Summary


In this activity the goal is to generate a model that will be able to classify a neuroblastoma patient as having high risk (HR) or low risk (LR) disease.

This prediction is based on the gene expression pattern of tumor isolated from the patient using a Machine Learning algorithm.

The hypothesis is that by creating a model, we will estimate the risk category a patient belongs to with elevated accuracy using the 22 predictor variables.

The steps in the (Chugh 2023) tutorial were followed. Other tutorials used were (An 2024) and (Lu 2023).


1. Introduction


1.1. Supervised and Unsupervised Methods


In this part, we need to distinguish supervised and unsupervised machine learning methods. Supervised machine learning methods use the information of the label or the category of a pattern of data. Unsupervised machine learning methods aim to find a pattern of groups inside the dataset.

  • Detection of a sub-population of cancer cells that drive agressiveness.
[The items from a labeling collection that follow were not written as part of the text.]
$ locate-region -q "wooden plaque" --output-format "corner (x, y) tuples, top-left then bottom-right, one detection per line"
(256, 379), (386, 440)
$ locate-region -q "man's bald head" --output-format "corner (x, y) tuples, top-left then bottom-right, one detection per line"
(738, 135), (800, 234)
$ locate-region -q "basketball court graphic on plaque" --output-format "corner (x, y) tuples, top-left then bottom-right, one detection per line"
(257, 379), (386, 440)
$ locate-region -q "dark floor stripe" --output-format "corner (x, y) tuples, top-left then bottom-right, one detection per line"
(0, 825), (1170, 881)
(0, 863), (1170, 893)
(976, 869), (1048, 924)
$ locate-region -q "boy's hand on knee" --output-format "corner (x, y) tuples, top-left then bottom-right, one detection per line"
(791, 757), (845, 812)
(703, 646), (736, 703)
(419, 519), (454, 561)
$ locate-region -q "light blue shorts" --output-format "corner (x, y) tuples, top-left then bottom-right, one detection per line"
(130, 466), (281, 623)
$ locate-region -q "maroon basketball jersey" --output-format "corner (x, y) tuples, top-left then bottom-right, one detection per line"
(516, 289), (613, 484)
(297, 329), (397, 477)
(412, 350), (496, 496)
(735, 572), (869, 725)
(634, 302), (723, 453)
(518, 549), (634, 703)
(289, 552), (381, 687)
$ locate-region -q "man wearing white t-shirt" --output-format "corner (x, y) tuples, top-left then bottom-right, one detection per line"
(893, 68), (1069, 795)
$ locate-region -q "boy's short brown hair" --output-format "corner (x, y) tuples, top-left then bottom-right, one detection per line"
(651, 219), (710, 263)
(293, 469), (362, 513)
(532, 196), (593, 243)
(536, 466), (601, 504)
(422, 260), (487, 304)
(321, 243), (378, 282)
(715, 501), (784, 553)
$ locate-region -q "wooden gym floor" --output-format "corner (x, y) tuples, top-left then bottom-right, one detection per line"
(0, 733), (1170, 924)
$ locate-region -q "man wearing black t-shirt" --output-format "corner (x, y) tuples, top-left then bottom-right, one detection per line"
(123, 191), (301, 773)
  • Isolation and study of neuroblastoma cells that drive phenotypes of agressiveness.

    • MES cells are rare and aggressive.
    • ADRN cells are common and more treatable than MES cells.
  • Hierarchical Clustering is one of the ML methods that have been used to identify the pattern of gene expression of both ADRN and MES cells.
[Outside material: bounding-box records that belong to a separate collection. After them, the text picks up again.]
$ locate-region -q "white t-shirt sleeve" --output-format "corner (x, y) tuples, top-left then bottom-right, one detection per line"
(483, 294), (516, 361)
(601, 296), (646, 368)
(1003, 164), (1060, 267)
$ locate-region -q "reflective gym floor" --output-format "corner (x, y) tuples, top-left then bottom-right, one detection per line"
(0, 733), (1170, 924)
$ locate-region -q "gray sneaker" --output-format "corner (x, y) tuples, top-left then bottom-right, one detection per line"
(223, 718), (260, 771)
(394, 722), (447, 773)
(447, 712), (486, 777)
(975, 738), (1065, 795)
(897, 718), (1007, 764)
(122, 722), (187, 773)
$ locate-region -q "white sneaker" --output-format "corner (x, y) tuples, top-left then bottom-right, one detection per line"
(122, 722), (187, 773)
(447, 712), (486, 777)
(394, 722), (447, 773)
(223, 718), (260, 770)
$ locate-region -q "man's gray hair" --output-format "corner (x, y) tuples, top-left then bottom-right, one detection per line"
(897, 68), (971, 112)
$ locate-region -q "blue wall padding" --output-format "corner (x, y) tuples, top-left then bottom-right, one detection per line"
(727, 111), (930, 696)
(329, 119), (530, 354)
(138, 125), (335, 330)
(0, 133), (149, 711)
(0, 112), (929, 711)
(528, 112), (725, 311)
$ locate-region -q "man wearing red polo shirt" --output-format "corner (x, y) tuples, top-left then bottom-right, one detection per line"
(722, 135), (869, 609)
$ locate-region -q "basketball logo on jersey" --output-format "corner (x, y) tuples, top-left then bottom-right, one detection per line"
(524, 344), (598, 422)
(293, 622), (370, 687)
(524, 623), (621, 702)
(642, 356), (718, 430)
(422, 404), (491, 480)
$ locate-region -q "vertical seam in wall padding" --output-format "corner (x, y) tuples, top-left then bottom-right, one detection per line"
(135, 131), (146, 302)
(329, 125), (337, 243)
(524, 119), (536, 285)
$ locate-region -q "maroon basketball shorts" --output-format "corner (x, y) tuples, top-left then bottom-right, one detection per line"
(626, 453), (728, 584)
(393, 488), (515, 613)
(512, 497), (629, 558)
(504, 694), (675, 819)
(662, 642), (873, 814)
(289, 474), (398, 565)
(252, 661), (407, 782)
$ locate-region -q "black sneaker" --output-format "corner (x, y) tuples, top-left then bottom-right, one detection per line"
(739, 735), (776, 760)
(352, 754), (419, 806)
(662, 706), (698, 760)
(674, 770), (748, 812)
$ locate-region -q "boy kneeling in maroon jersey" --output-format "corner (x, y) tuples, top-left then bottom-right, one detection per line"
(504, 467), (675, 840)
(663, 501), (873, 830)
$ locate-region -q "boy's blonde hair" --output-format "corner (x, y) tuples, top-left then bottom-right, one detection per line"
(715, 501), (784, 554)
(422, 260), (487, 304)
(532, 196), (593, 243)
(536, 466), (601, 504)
Classification and Clustering. Classification is a supervised machine learning method while clustering is an unsupervised machine learning method.
Classification and Clustering. Classification is a supervised machine learning method while clustering is an unsupervised machine learning method.


  • We will study two unsupervised ML methods: Hierarchical Clustering and Principal Component Analysis (PCA)


Clustering


  • A technique of data segmentation that partitions data into several groups based on their similarity.
  • Clustering uses unsupervised learning techniques to organize unlabeled data points into homogeneous groups where those within a “cluster” have similarities and data points out of these “clusters” have dissimilarities or differences.
  • Since data is not pre-labeled, there is no training process.
  • Instead, clusters are created using similarity functions that measure the distance between points.
  • Relative to classification, clustering is considered a less complex approach and well suited for large datasets.


Algorithms for Clustering


  1. K-means
  2. K-medoids
  3. Density Based
  4. Hierarchical
  5. Common Applications:
  6. Recommender System
  7. Customer Segmentation


1.2. Unsupervised Learning (Hierarchical Clustering) in Neuroblastoma Research


  • Clustering can be used to separate the genetic profiles of cancer cells that drive progression or defeat of the disease.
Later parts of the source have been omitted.